Finden von Positionen

Tatsächlich lassen sich im Parteiprogramm neben Corona auch andere Themen finden, sie reichen von der Entpolitisierung der Justiz über verpflichtenden Ethikunterricht bis zu Reduktionsstopp bei Pensionen. Nach außen kommuniziert werden diese aber nur sehr zurückhaltend – wenn überhaupt. Corona ist eben das eine Thema, das zieht.

Zudem dürften manche Positionen noch nicht ganz gefestigt sein: So war bis wenige Tage vor der Wahl die Forderung nach der "Kostenübernahme von Prävention ungewollter Schwangerschaften durch die Krankenkasse" zu finden. Es ist wahrscheinlich, dass Vize-Chef und Gynäkologe Fiala, der zwei Abtreibungskliniken führt, Einfluss auf diese Positionierung hatte. Je nach Interpretation geht es um kostenlose Verhütungsmittel oder Schwangerschaftsabbruch. Mittlerweile ist die Forderung jedoch von der Website verschwunden. Dazwischen, auf das wies die Plattform "stopptdierechten" hin, lag ein kritischer Artikel des vom Dokumentationsarchiv des österreichischen Widerstands als rechtsextrem eingestuften Mediums "Info Direkt". Auf die Frage, ob hier ein Zusammenhang besteht und wieso die Forderung entfernt wurde, verweist der oberösterreichische Landeschef Joachim Aigner auf den Bund. Dort blieb die Anfrage jedoch unbeantwortet.

Anstehende Aufbauarbeit

Generell hüllt sich die Partei in Schweigen, was Strukturfragen betrifft: zum Beispiel, wann oder ob in naher Zukunft ein Parteitag stattfinden oder wie das Programm erarbeitet wird. Es sind vermutlich Fragen, die MFG gerade selbst erst klären muss. Denn obwohl sie nun eine Partei mit Klubstärke in Oberösterreich sein wird und sie aktuell laut eigenen Angaben 4000 Mitglieder verbucht, befindet sie sich noch mitten im Gründungsprozess. "Wir haben gerade unser Büro aufgesperrt", sagt Aigner. Eine Bundesorganisation existiert zwar, allerdings erst seit Februar dieses Jahres. Und selbst Landesgruppen müssen zum Teil erst aufgebaut werden. Zumindest finanziell bringt der Einzug in Oberösterreich einen Schub: Die MFG hat nun Anspruch auf 1,15 Millionen Euro an Parteienförderung pro Jahr. Förderungen für Akademien, so wie man sie auf Bundesebene kennt, gibt es in Oberösterreich allerdings nicht. Eventuell soll mit ihrem "wissenschaftlichen Beirat", der aus einem Physiker und einem Informatiker besteht, dafür auf Bundesebene der Grundstein gelegt werden.

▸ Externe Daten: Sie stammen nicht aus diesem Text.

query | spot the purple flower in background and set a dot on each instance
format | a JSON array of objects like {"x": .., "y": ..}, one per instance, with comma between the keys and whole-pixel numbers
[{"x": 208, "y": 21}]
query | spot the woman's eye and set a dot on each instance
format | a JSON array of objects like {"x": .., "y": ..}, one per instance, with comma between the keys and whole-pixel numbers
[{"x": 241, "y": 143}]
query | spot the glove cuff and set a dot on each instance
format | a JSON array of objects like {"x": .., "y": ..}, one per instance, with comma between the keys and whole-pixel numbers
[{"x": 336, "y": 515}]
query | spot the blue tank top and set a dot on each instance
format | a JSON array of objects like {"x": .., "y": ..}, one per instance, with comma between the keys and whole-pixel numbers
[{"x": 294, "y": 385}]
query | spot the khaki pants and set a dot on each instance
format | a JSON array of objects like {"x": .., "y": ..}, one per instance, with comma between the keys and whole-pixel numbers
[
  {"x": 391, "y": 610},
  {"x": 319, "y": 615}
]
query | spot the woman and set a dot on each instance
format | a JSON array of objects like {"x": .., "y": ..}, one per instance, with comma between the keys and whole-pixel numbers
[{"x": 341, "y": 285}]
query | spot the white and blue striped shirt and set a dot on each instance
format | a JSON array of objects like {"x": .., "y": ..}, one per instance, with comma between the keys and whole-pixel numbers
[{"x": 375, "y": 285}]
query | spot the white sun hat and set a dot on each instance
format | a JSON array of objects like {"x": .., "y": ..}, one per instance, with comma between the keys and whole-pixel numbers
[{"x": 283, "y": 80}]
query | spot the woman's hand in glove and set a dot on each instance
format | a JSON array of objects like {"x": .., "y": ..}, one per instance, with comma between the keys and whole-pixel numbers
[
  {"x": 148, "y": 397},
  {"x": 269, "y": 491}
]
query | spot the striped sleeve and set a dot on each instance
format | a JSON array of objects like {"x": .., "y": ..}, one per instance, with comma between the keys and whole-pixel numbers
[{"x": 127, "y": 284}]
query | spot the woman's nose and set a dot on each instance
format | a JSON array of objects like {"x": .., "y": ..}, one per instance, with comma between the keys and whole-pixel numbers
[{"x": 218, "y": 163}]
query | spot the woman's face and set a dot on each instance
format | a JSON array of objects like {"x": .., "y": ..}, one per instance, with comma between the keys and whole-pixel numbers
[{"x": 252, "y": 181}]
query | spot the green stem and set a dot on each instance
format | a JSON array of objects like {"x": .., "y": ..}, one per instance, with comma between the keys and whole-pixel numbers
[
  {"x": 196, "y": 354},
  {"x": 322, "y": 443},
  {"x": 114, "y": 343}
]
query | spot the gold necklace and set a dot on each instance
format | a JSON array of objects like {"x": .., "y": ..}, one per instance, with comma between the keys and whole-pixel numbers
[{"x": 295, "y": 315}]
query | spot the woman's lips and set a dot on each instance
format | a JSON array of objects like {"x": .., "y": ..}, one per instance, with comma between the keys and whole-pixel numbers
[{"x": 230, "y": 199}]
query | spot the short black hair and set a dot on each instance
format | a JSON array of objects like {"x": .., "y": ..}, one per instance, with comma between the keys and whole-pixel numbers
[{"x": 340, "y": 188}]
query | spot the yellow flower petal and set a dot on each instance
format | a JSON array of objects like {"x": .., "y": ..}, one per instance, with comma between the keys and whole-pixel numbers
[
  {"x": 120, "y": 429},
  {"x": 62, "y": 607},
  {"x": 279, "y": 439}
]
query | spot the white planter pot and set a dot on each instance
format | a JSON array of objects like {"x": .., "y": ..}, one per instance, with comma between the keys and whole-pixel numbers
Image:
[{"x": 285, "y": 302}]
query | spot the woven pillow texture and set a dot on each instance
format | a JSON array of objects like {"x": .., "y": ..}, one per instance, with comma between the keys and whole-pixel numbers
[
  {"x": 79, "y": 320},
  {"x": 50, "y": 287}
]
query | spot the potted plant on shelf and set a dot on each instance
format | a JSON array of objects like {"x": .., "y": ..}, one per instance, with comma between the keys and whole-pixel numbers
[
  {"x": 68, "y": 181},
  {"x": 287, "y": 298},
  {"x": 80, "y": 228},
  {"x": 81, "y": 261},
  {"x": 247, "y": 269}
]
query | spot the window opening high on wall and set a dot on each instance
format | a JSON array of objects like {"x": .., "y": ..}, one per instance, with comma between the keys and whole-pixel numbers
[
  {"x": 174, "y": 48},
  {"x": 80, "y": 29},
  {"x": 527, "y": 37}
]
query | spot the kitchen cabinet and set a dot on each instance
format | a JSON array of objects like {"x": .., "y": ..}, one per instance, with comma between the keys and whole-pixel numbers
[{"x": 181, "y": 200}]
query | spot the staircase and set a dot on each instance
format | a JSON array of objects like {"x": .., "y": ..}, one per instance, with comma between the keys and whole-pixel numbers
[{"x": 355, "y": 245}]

Eine starke Ortsgruppe gibt es wohl zumindest in Maria Neustift: Dort, in unmittelbarer Nähe des Marktplatzes, hat Postlerin Beate Gollner geparkt. "Die Menschen sind unzufrieden mit den Parteien. Jetzt wird man sehen, was die MFGler aus diesem Vertrauensvorschuss machen." Eine Dame auf dem Kirchenvorplatz sieht die Lage weniger entspannt: "Ich lebe gerne hier, aber mit den ganzen Narrischen habe ich nichts am Hut." Was eine aufmerksame Zuhörerin in Rage bringt: Sie habe "eine schwere Grippe gehabt, vielleicht war’s ja eh Corona, und schon zweimal Lungenentzündung. Und, ich leb heute immer noch", poltert die Pensionistin. Und dann das erstaunliche Resümee: "Ich habe MFG gewählt, weil ich angefressen bin. Aber mir ist das doch wurscht, was die im Landtag oder Gemeinderat machen. Sind eh alle gleich." (Vanessa Gaigg, Markus Rohrhofer, 2.10.2021)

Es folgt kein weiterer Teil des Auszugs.